Il n'existe donc, au niveau de l'OMC, aucune contrainte sur l'origine publique des financements d'Ubifrance ou de Sopexa pour soutenir les exportations agroalimentaires.

2. Les politiques européennes de soutien
a) Le durcissement des normes communautaires

Le droit communautaire est, à l'opposé des règles de l'OMC, beaucoup plus contraignant en matière de soutien à la promotion agroalimentaire.
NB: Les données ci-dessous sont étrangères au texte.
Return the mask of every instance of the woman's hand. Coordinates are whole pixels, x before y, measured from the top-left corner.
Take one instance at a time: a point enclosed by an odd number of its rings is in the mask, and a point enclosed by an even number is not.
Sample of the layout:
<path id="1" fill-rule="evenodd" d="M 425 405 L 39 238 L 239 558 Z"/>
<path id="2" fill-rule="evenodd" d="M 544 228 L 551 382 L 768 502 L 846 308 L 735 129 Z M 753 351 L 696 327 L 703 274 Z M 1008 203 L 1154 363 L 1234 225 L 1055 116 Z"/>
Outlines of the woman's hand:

Depuis l'origine, le Traité de Rome dispose que les aides d'État ne doivent pas provoquer de distorsions de concurrence . Ainsi, les aides qui affecteraient les échanges entre États membres ou fausseraient la concurrence au profit de certaines entreprises ou de certaines productions sont interdites. Ce type d'aide doit être notifié à la Commission européenne et les subventions ne doivent pas avoir pour effet de financer des publicités focalisées sur l'origine nationale des produits, ce qui constituerait une discrimination contre les produits similaires réalisés dans un autre État membre.
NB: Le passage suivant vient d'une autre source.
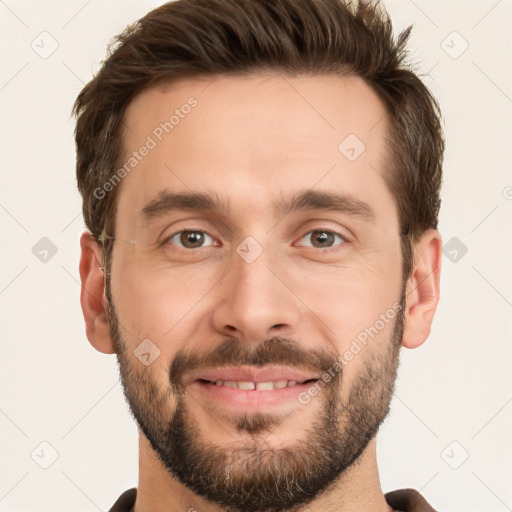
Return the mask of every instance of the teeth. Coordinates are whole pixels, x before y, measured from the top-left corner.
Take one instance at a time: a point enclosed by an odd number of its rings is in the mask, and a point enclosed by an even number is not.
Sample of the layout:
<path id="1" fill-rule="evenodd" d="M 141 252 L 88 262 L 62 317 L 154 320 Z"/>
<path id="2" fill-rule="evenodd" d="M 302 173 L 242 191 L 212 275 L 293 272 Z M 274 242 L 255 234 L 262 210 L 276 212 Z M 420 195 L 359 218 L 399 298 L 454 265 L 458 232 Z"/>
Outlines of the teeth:
<path id="1" fill-rule="evenodd" d="M 269 389 L 274 389 L 273 382 L 257 382 L 256 389 L 260 391 L 268 391 Z"/>
<path id="2" fill-rule="evenodd" d="M 237 384 L 238 384 L 238 389 L 254 389 L 256 387 L 254 382 L 239 381 L 239 382 L 237 382 Z"/>
<path id="3" fill-rule="evenodd" d="M 295 386 L 296 380 L 277 380 L 269 382 L 246 382 L 234 380 L 217 380 L 212 382 L 215 386 L 226 386 L 227 388 L 238 388 L 244 390 L 257 389 L 258 391 L 271 391 L 272 389 L 283 389 Z M 299 384 L 301 384 L 299 382 Z"/>

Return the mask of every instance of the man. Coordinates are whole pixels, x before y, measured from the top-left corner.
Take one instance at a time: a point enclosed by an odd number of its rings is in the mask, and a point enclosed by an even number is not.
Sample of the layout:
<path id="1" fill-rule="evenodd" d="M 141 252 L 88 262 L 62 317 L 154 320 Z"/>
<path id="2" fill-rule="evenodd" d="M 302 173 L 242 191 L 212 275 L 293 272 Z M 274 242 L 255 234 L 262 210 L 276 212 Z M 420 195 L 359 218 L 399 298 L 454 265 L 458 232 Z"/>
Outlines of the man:
<path id="1" fill-rule="evenodd" d="M 178 0 L 80 93 L 87 336 L 140 431 L 112 511 L 431 511 L 383 495 L 439 299 L 436 100 L 376 2 Z"/>

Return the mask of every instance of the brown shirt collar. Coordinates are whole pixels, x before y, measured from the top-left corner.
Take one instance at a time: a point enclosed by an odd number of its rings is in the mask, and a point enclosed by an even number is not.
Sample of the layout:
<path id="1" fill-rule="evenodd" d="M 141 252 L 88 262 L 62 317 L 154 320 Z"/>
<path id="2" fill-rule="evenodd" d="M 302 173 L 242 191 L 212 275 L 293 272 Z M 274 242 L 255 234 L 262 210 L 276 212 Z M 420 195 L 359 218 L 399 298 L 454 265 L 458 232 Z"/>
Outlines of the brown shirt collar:
<path id="1" fill-rule="evenodd" d="M 137 489 L 125 491 L 109 512 L 132 512 Z M 400 489 L 385 495 L 388 505 L 399 512 L 436 512 L 425 498 L 414 489 Z"/>

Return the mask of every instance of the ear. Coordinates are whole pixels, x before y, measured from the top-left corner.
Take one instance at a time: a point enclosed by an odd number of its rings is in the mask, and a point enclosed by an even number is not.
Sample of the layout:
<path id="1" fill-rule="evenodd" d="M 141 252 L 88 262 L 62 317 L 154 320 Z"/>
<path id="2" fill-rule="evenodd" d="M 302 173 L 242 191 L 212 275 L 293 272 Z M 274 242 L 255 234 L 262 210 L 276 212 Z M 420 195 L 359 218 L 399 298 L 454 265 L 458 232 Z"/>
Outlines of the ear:
<path id="1" fill-rule="evenodd" d="M 91 345 L 104 354 L 114 353 L 107 322 L 107 298 L 103 273 L 103 250 L 90 233 L 80 238 L 80 304 L 85 320 L 85 332 Z"/>
<path id="2" fill-rule="evenodd" d="M 439 302 L 442 241 L 436 230 L 425 232 L 413 248 L 414 263 L 407 281 L 402 345 L 416 348 L 430 334 Z"/>

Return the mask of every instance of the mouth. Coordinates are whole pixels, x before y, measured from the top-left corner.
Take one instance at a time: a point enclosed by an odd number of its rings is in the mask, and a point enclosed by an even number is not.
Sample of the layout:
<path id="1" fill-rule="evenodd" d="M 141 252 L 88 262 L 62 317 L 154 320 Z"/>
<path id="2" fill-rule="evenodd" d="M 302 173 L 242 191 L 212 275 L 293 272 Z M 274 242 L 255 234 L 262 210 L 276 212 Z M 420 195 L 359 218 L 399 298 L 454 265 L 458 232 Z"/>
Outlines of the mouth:
<path id="1" fill-rule="evenodd" d="M 272 391 L 273 389 L 284 389 L 284 388 L 292 388 L 297 385 L 302 384 L 312 384 L 316 382 L 318 379 L 307 379 L 304 381 L 296 381 L 296 380 L 275 380 L 275 381 L 264 381 L 264 382 L 254 382 L 254 381 L 246 381 L 246 380 L 216 380 L 211 381 L 207 379 L 198 379 L 198 382 L 203 384 L 213 384 L 214 386 L 224 386 L 227 388 L 236 388 L 243 389 L 246 391 L 258 390 L 258 391 Z"/>
<path id="2" fill-rule="evenodd" d="M 202 370 L 188 379 L 189 390 L 231 412 L 262 412 L 299 404 L 300 393 L 320 376 L 286 367 L 238 367 Z"/>
<path id="3" fill-rule="evenodd" d="M 272 390 L 320 379 L 321 375 L 286 366 L 226 366 L 192 372 L 186 384 L 202 382 L 244 390 Z"/>

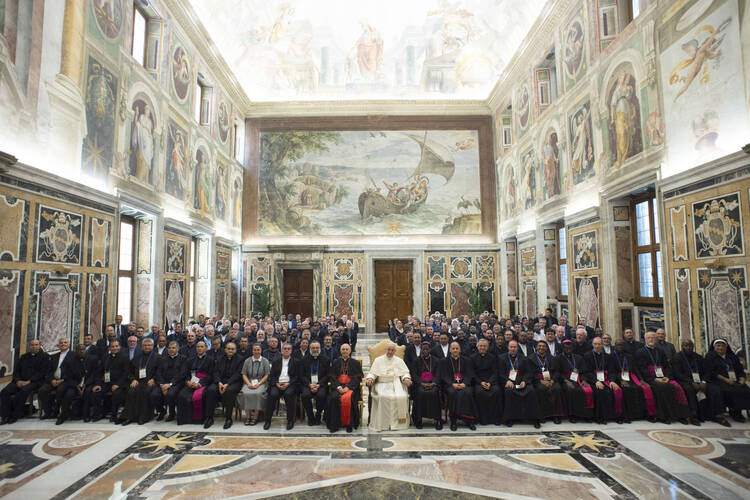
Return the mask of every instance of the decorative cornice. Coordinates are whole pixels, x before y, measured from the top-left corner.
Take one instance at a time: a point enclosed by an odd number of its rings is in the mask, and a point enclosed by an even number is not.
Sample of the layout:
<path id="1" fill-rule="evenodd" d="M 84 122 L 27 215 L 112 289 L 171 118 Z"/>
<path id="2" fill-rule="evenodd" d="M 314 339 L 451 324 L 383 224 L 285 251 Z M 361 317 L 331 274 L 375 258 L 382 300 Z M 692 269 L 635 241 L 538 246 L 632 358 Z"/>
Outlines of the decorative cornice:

De plus, les lignes directrices relatives aux aides d'État dans le secteur agricole indiquent que les campagnes de promotion qui sortiraient du champ d'action qu'elles définissent ne pourraient recevoir d'aide publique . Ainsi, aux termes des points 13 et 14, intitulés « lignes directrices promotion », les aides aux produits devraient se limiter en particulier à la phase de démarrage et de développement. Il convient toutefois de noter que certaines actions de promotion, définies comme de la « vulgarisation des connaissances scientifiques », l'organisation et la participation aux foires et expositions, les relations publiques, la commande de sondages ou d'études de marchés peuvent quant à elles être prises en charge en intégralité par l'État.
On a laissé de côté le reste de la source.